Problem
In Atlassian, we ship every new feature and code path behind a feature flag to stage rollouts safely and learn quickly about problems.
As products mature, feature flags accumulate. Each successful rollout leaves behind dead code paths, stale configuration, and follow‑up tickets to “clean up the flag later”. With company‑wide requirements for feature flag coverage, this work is important, but it’s also highly repetitive and easy to postpone.
One of my services has managed 160 feature flags since inception, with 40 created in the past 60 days which showcases how feature flags became daily feature work for developers. Especially in era of AI, this rate still increases.
Each Feature Flag has a Work Item for cleanup. Engineers must track these Work Items to remove dead code and unnecessary complexity that cause context switching and interrupt new feature development.
Given interruptions and Sprint planning, our cleanup rate lagged behind the introduction of new feature flags. Consequently, we sometimes in our Sprints, had to prioritized cleanup over tasks.
So, with our time allocated time for developer productivity, we have decided to do something with it, with help of Rovo Dev!
The first iteration
As with every new flow or experiment we wanted to start from the basic flow and improve it further in next iterations. So the first obvious one that already some of my Teammates were using, is to just use directly Rovo Dev CLI.

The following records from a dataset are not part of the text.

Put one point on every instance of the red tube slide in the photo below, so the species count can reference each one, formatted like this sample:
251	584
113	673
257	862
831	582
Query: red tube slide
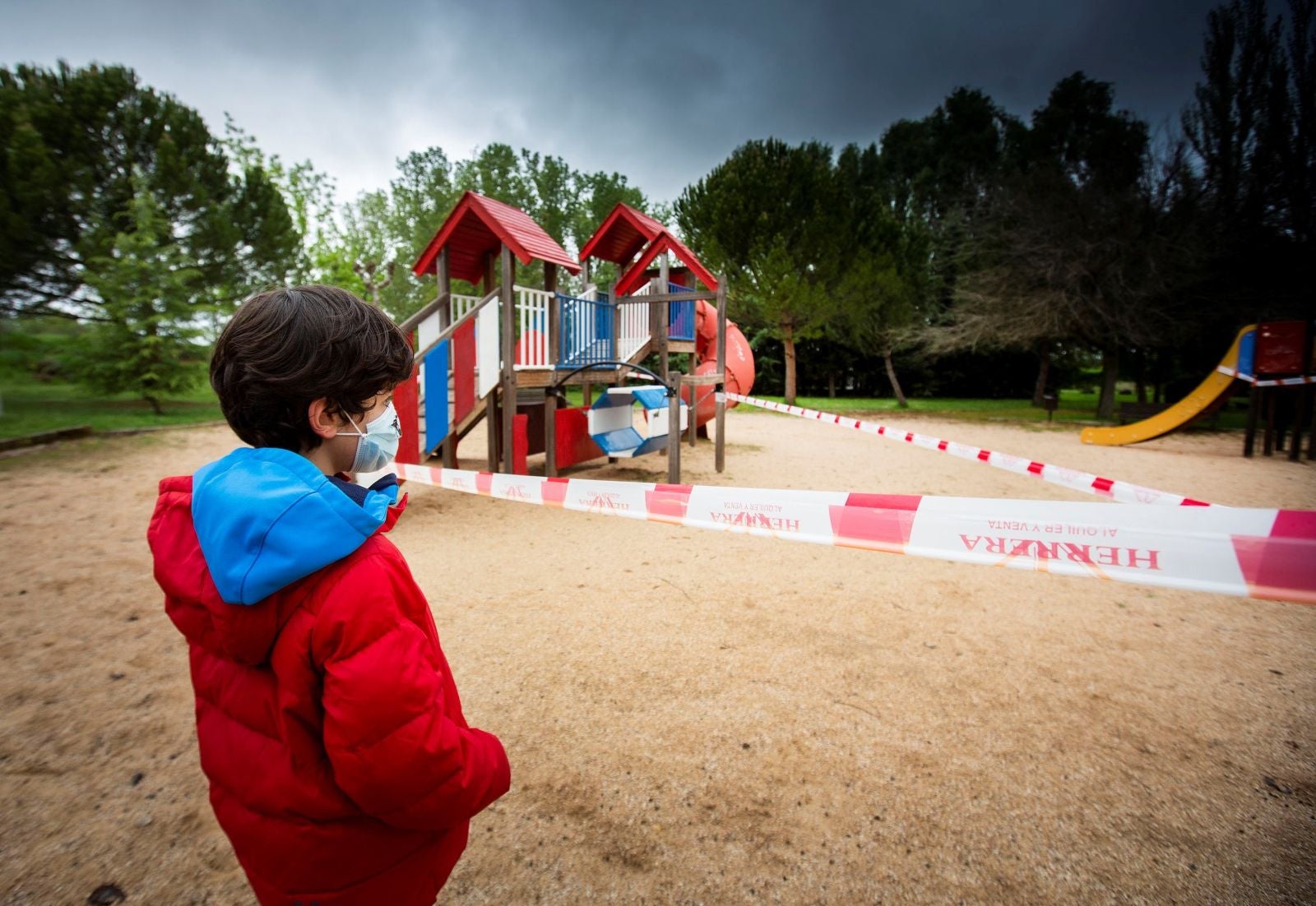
740	362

Why “generic AI prompts” weren’t enough
Most AI coding tools ship with a generic “feature flag cleanup” capability. In practice, that wasn’t good enough for us.
Our first experiments with default prompts had poor effectiveness: the AI often missed critical call paths, broke tests, or left configuration inconsistent. Developers quickly reached the point where fixing the AI’s output was more work than doing the cleanup manually. In other words, the tooling discouraged automation.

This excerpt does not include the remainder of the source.